Beautiful. I overuse the word too. It’s a superlative that has denigrated from its Proto-Indo-European roots meaning “reverence” to the ubiquity of emoji. Almost half a billion Instagram posts bear the hashtag #beautiful.

Though it still resides in the eye of the beholder, this week we saw beauty twisted into a poisonous usage. “Sad to see the history and culture of our great country being ripped apart with the removal of our beautiful statues and monuments,” President Trump tweeted in reference to Confederate statues, followed by this, in his typically passive locution: “…the beauty that is being taken out of our cities, towns and parks will be greatly missed and never able to be comparably replaced!”

This Orwellian twist in meaning enacts a kind of linguistic violence. It may be that all wars begin as wars of words, internecine splittings and divisions within a shared tongue: civil wars, where your beautiful is my ugly. . . But when our political leaders engage in this sort of carjacking of meaning, the consequences resound throughout the culture.

Today, members of the President’s Committee on the Arts and the Humanities, some of our standard-bearers of beauty, resigned in a letter of protest of Trump’s “support of the hate groups and terrorists who killed and injured fellow Americans in Charlottesville.” Of the many reasons cited for their resignations is this indispensable statement addressed to the president:

Art is about inclusion. The Humanities include a vibrant free press. You have attacked both.

Each of us has to find our own no, that universal utterance in the face of oppression. The monuments in question are indefensible, themselves expressions of racist terrorism, and must be resisted. That is, white supremacy isn’t a beautiful part of our national heritage to be celebrated. The Charlottesville violence made that very plain.

A couple of friends and I are slowly making our way through The Social Construction of Reality: A Treatise in the Sociology of Knowledge, a 1966 book by Peter Berger and Thomas Luckmann. The authors brilliantly demonstrate how language, a human construct, has its role in constructing humans, as well. They write that language has the ability to “crystallize and stabilize for me my own subjectivity” and that people “must talk about themselves until they know themselves.”
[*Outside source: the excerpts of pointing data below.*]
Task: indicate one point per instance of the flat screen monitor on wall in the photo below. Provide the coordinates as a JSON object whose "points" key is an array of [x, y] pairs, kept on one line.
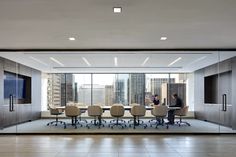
{"points": [[210, 89], [17, 85]]}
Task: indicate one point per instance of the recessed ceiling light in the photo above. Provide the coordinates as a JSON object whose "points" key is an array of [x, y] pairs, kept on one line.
{"points": [[175, 61], [71, 38], [117, 9], [163, 38], [145, 61], [86, 61], [39, 61], [57, 61], [116, 61]]}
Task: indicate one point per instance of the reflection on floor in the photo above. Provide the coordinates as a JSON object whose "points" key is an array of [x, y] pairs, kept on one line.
{"points": [[39, 126], [118, 146]]}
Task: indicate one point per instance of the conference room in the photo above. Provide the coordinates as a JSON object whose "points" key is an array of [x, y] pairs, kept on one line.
{"points": [[108, 92]]}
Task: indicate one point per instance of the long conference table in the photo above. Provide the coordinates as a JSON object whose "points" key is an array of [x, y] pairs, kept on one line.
{"points": [[107, 108]]}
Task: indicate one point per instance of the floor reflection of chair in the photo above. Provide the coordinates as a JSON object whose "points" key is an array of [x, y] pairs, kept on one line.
{"points": [[181, 113], [55, 112], [73, 112], [131, 120], [96, 112], [117, 111], [138, 111], [114, 120], [160, 112]]}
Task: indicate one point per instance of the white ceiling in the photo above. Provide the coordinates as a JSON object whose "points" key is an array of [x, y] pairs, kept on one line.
{"points": [[49, 23], [72, 62]]}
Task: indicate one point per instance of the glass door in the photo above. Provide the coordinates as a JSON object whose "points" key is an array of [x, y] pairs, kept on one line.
{"points": [[227, 88], [9, 96]]}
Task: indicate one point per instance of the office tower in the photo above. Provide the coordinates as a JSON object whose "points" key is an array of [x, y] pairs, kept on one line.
{"points": [[98, 94], [137, 88], [66, 88], [155, 84], [75, 92], [120, 91], [109, 95], [84, 94], [54, 89]]}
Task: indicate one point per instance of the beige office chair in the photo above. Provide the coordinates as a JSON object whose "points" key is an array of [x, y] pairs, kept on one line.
{"points": [[96, 112], [56, 112], [73, 112], [117, 111], [138, 111], [159, 112], [131, 105], [181, 113]]}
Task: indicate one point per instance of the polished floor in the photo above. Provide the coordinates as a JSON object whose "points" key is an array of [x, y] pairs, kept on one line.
{"points": [[118, 146], [40, 126]]}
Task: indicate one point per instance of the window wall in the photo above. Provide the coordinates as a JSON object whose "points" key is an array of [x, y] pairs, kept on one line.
{"points": [[108, 89]]}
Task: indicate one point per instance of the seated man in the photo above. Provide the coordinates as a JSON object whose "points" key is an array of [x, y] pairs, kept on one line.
{"points": [[156, 100], [171, 113]]}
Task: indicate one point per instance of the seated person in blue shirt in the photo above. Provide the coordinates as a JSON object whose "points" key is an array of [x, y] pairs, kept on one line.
{"points": [[171, 113], [156, 100]]}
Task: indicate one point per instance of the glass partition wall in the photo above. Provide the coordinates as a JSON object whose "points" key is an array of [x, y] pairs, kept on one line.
{"points": [[205, 81], [109, 89]]}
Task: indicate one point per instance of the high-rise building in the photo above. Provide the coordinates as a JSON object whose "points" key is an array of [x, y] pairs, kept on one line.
{"points": [[66, 88], [137, 88], [109, 95], [120, 91], [84, 94], [156, 83], [54, 90]]}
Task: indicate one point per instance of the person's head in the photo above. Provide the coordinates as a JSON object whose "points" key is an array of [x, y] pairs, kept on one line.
{"points": [[174, 96], [156, 96]]}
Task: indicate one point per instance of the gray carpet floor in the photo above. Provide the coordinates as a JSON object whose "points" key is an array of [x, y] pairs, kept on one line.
{"points": [[40, 126]]}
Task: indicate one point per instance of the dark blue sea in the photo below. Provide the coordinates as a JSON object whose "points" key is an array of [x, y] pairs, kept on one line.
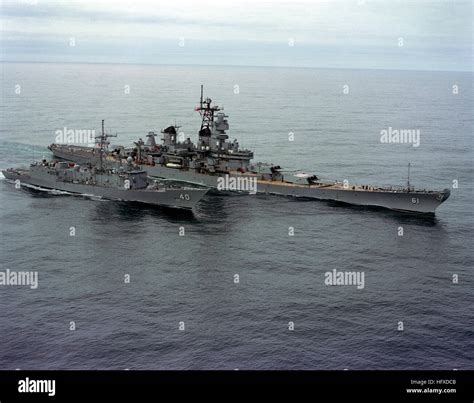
{"points": [[336, 117]]}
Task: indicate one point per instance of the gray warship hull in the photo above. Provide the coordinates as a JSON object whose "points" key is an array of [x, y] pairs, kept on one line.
{"points": [[424, 202], [78, 154], [175, 198]]}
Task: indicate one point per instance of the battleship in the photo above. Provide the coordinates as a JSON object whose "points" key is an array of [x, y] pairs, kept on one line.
{"points": [[214, 158], [114, 183]]}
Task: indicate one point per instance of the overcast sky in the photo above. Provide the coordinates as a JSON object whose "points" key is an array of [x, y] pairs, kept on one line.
{"points": [[387, 34]]}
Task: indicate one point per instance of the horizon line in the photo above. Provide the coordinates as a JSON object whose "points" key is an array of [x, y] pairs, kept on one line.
{"points": [[232, 65]]}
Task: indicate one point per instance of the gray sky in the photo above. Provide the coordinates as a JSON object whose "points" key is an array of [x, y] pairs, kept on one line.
{"points": [[387, 34]]}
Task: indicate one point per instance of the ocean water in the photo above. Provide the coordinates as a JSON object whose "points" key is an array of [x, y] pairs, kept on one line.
{"points": [[190, 278]]}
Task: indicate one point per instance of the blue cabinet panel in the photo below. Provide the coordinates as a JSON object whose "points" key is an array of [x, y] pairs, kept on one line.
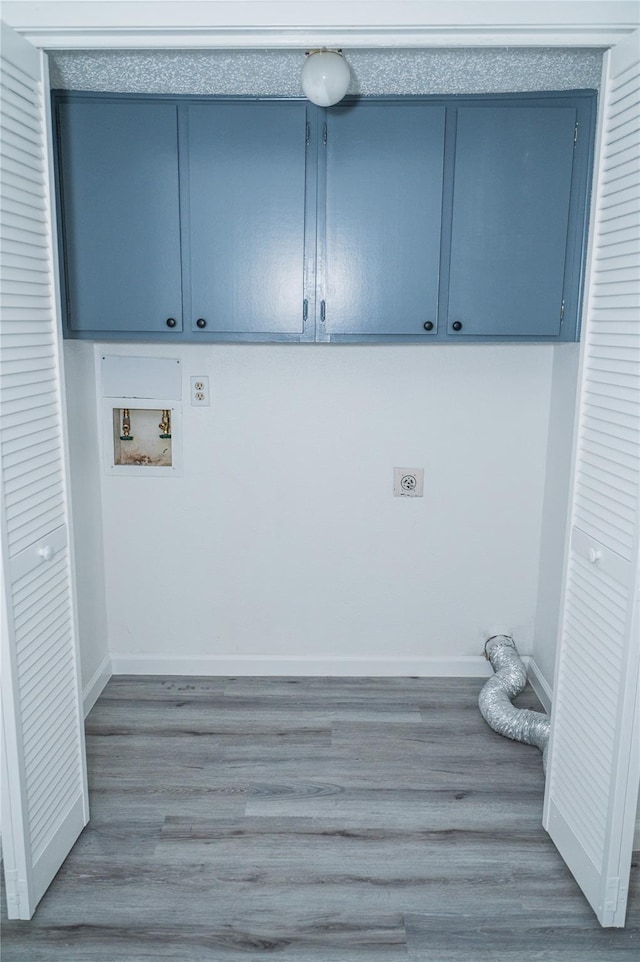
{"points": [[246, 217], [512, 186], [382, 218], [118, 176]]}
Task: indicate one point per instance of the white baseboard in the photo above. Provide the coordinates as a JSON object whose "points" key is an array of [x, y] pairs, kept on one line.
{"points": [[539, 683], [93, 689], [471, 666]]}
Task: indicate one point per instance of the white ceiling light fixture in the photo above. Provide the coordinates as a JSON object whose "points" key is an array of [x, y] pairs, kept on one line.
{"points": [[325, 77]]}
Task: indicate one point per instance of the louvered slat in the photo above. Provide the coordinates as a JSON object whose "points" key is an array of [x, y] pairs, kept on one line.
{"points": [[591, 750], [45, 739]]}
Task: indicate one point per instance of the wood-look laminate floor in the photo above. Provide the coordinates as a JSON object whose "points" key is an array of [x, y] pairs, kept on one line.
{"points": [[329, 820]]}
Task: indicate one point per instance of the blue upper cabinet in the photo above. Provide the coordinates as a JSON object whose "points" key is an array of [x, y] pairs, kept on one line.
{"points": [[245, 236], [381, 219], [511, 263], [118, 181], [415, 219]]}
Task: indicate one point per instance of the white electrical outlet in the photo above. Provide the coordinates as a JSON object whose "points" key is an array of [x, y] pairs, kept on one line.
{"points": [[408, 482], [200, 391]]}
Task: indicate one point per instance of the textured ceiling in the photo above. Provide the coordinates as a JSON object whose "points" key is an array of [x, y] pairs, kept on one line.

But, they write, we also inherit our language, and therefore our self-knowing. They posit that this semantic heritage, both personal and historical, results in a “social stock of knowledge” that is passed down from generation to generation. And it makes me wonder: can we become more aware of how language shapes us? Can we somehow make visible the unseen roots of our implicit biases?

And so for today’s resistance, I say, let’s reclaim beauty. It can begin with a poem, with a video of newborn’s first smile, or it can begin with no.


Image source:  Pedro Reis, flickr

Latest comment

  • Thank you for this thoughtful post, Joy. The carjacking of language is all around us. You’re right–one person’s beauty is another’s ugly, another’s oppression. I’m taken by the idea that language and self-knowledge are inherited. I think about how we got from slavery to Barak Obama as president to Charlottesville. How do we create a new linguistic inheritance? Just give it time? Maybe. But certainly give it voice.